According to new research from the Universities of Illinois and California, Berkeley, female representation in fiction was better during the Victorian Era than it is today. Researchers found that women authors wrote 50 percent of works published in English in 1850, but that percentage had dropped to just 25 percent by 1950. Academics Ted Underwood, David Bamman, and Sabrina Lee have published their findings in the Journal of Cultural Analytics as "The Transformation of Gender in English-Language Fiction."
Underwood, Bamman, and Lee examined 104,000 works of fiction, published in English between 1780 and 2007, and drawn from the collections of the HathiTrust Digital Library and the Chicago Text Lab. The researchers note that, although their sample "doesn't include everything published in the period, and certain important sites of publication (pulp magazines, for instance) are known to be underrepresented," their findings hold up when compared to "a less academic sample drawn from Publishers Weekly."

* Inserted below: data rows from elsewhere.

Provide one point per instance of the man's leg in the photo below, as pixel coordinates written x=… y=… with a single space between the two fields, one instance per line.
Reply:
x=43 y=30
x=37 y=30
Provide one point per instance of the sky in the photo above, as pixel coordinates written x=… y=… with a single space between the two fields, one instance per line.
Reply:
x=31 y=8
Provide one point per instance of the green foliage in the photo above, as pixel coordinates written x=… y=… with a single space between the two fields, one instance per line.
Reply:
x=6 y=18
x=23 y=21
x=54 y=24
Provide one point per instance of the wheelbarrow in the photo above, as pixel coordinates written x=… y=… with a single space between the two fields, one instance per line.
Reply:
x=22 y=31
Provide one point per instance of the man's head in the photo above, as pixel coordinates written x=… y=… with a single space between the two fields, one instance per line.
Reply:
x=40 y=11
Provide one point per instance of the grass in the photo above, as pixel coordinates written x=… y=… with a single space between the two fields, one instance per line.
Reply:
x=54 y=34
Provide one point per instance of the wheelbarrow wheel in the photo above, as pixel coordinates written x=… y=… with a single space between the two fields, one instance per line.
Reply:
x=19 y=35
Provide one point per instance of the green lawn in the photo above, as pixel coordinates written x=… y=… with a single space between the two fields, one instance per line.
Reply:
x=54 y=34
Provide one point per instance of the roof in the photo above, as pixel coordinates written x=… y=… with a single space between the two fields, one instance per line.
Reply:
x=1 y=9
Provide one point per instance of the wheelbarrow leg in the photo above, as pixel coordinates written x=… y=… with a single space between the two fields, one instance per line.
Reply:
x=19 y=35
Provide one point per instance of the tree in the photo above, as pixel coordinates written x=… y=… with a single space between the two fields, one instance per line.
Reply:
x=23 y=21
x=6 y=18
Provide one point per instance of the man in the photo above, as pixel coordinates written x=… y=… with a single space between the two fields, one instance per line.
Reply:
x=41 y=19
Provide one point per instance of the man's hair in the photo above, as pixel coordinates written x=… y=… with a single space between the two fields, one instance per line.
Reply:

Not only does the percentage of women authors represented in the sample drop in the decades leading up to the mid-20th century, but the number of female characters declines as well. It's not that male authors stopped writing about women, however. According to the research published in the Journal of Cultural Analytics, they never did:
"Women certainly write about women more than men do. In books written by men, women occupy on average only quarter to a third of the character-space. In books written by women, the division is much closer to equal. This gap between the genders is depressingly stable across two hundred years."
Women's Prize for Fiction founder Kate Mosse tells The Guardian that the research supports her own, unofficial findings about the state of women writers today: "When we were setting up the prize, we discovered that when a book by a woman won a prize, it was more likely to have a male protagonist." Mosse also offered insight into the changing values that may have helped to orchestrate the decline of published women authors. The Victorian ideal of a woman as wife and mother, "the angel in the home," may have made publishers more resistant to women's fiction.
Interestingly, although fiction has become less equal in terms of women's representation as writers and characters, the ways in which people of different genders are represented has changed for the better. Women were more likely than men to "sigh," for instance, in 19th century literature. But this has changed in recent decades. From The Guardian:
"Overall, the researchers found that gender divisions between characters have “become less sharply marked” over the last two centuries, with “very different language” used for men and women in 19th-century novels compared to the present, when “the actions and attributes of characters are less clearly sorted into gender categories."
But don't breath a sigh of relief just yet: progress is happening slowly.